Comment by terminalshort
4 days ago
Rules around pricing like that are standard retail practice since well before the internet even existed.
4 days ago
Rules around pricing like that are standard retail practice since well before the internet even existed.
Many standard practices become illegal when you have the amount of market power that Amazon does.
I'm not convinced Amazon has any market power here. Online and physical retail competitors are alive and well, so Amazon has very little room to actually push up prices. It's margins in this area are under 5%. AWS has market power and has a 25% margin, and yet the complaints almost always focus on the retail side.
Here is the Complaint of the People of the State of California about Amazon - https://oag.ca.gov/system/files/attachments/press-docs/2022-...
Section V is on Amazon's market power.
Section VII is on the anti-competitive effects of Amazon's conduct.
You argue the market space includes physical retail competitors, which the complaint rejects.
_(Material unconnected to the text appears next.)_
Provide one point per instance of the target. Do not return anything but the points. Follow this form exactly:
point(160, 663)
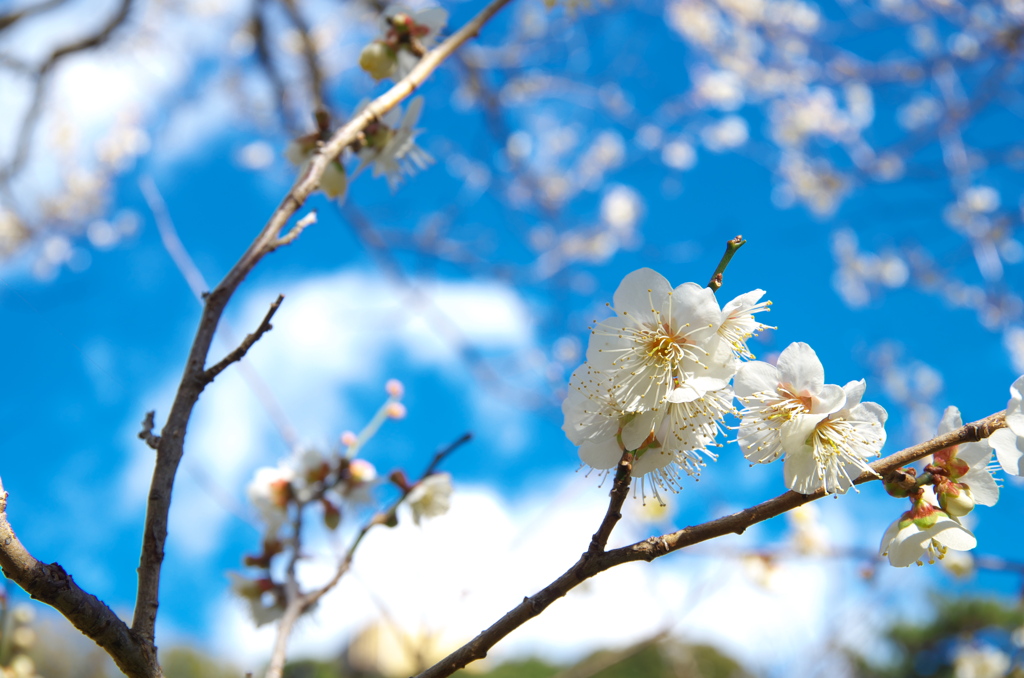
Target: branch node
point(209, 375)
point(146, 432)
They describe their reasoning, point out how Jeff Bezos also doesn't see them as interchangeable, hence "physical stores and online stores are not reasonably interchangeable substitutes for one another from the standpoint of consumers".
Indeed,"most merchants—even those that sell through both channels—do not consider physical brick-and-mortar stores to be in the same market as online stores".
It also describes the effect on third-party sellers, like how Chewy.com, Wayfair.com, and Newegg.com charge lower fees, so the seller would like to set a lower price there, but Amazon's policies and market power inhibit the seller "because doing so would result in the suppression of the Buy Box for their Amazon listing."
There's a dozen or so examples of sellers raising their prices elsewhere in order to no lose the buy box, affecting also Amazon competitors:
> A major competing online marketplace to Amazon itself confirmed that it has heard from merchants that they would need to raise their prices on its marketplace or decline to participate in a discount/sale event because a lower price on its marketplace had disqualified or could disqualify their offers from the Amazon Buy Box. This rival marketplace operator reported that during a sales event, certain merchants contacted it to pull their items from the event or indicated that they would need to raise their prices because they reported that they had lost the Buy Box on Amazon, believed they would lose the Buy Box on Amazon, or believed that they would be delisted on Amazon because their item prices were lower on this competing website for the event. ...
> one Walmart manager reported to Bloomberg that “Walmart routinely fields requests from merchants to raise prices on its marketplace because they worry a lower price on Walmart will jeopardize their sales on Amazon.”
> Amazon’s coerced price parity agreements with Marketplace sellers constitute unlawful contracts and/or combinations in restraint of trade in violation of the Cartwright Act.
(The Cartwright Act is California's main antitrust law.)
Are you still not convinced, and if not, why not?